Procedures and Functions Tutorial

MLDB is the Machine Learning Database, and all machine learning operations are done via Procedures and Functions. Training a model happens via Procedures, and applying a model happens via Functions.

The notebook cells below use pymldb's Connection class to make REST API calls.

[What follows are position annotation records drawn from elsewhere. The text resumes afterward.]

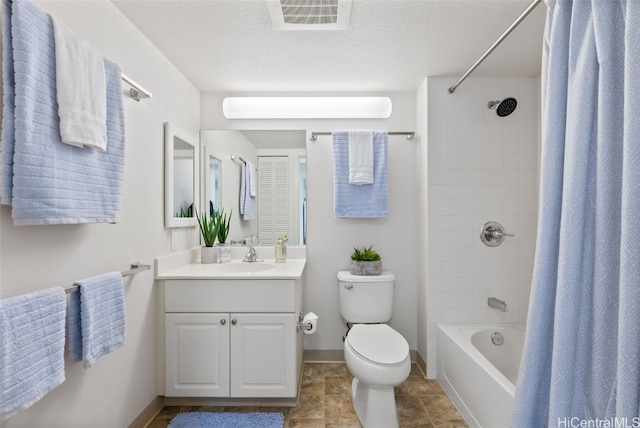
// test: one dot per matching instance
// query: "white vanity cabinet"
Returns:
(232, 338)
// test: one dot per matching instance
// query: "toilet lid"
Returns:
(378, 343)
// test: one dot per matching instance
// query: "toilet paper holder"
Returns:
(301, 325)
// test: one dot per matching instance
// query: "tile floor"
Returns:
(325, 402)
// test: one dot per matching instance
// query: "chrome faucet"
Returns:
(251, 257)
(497, 304)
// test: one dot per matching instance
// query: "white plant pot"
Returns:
(208, 255)
(224, 256)
(366, 268)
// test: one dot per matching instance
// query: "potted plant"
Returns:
(223, 221)
(209, 227)
(366, 261)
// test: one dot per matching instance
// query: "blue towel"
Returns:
(228, 420)
(7, 142)
(54, 183)
(31, 348)
(360, 201)
(74, 327)
(102, 316)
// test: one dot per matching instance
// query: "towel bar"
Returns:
(136, 268)
(233, 157)
(409, 134)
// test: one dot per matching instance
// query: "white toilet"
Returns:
(376, 355)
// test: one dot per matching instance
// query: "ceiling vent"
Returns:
(310, 14)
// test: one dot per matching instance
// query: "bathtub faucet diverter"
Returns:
(498, 304)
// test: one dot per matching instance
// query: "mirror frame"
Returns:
(170, 134)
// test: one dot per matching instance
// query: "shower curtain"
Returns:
(581, 361)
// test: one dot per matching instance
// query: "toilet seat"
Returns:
(378, 344)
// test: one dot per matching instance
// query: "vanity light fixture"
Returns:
(307, 107)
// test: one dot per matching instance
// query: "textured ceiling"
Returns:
(391, 45)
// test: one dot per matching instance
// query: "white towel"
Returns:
(31, 348)
(360, 201)
(247, 202)
(360, 157)
(253, 188)
(81, 90)
(102, 315)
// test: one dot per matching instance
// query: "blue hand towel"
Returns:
(366, 200)
(31, 348)
(8, 107)
(74, 327)
(54, 183)
(102, 315)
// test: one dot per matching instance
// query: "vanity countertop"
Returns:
(236, 269)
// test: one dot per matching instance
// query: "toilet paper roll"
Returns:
(310, 319)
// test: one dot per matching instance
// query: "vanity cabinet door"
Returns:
(197, 355)
(263, 355)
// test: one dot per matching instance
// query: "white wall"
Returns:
(480, 168)
(422, 104)
(331, 240)
(119, 386)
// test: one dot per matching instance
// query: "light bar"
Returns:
(306, 107)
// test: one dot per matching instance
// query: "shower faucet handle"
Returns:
(492, 234)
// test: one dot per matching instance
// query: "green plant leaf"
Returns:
(364, 254)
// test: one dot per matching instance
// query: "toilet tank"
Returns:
(366, 298)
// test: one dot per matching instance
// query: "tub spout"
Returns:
(497, 304)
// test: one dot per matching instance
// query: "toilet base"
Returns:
(374, 406)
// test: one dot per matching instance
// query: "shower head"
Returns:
(503, 107)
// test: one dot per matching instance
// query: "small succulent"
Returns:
(364, 254)
(209, 228)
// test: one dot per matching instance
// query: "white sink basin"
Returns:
(244, 267)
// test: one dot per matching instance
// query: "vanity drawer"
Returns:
(230, 295)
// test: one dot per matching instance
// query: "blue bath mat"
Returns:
(227, 420)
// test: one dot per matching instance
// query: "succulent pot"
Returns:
(224, 256)
(366, 268)
(208, 255)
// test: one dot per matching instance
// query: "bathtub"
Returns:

You can check out the Using pymldb Tutorial for more details.



In [1]:

    
from pymldb import Connection
mldb = Connection("http://localhost")

Loading a Dataset

The classic Iris Flower Dataset isn't very big but it's well-known and easy to reason about so it's a good example dataset to use for machine learning examples.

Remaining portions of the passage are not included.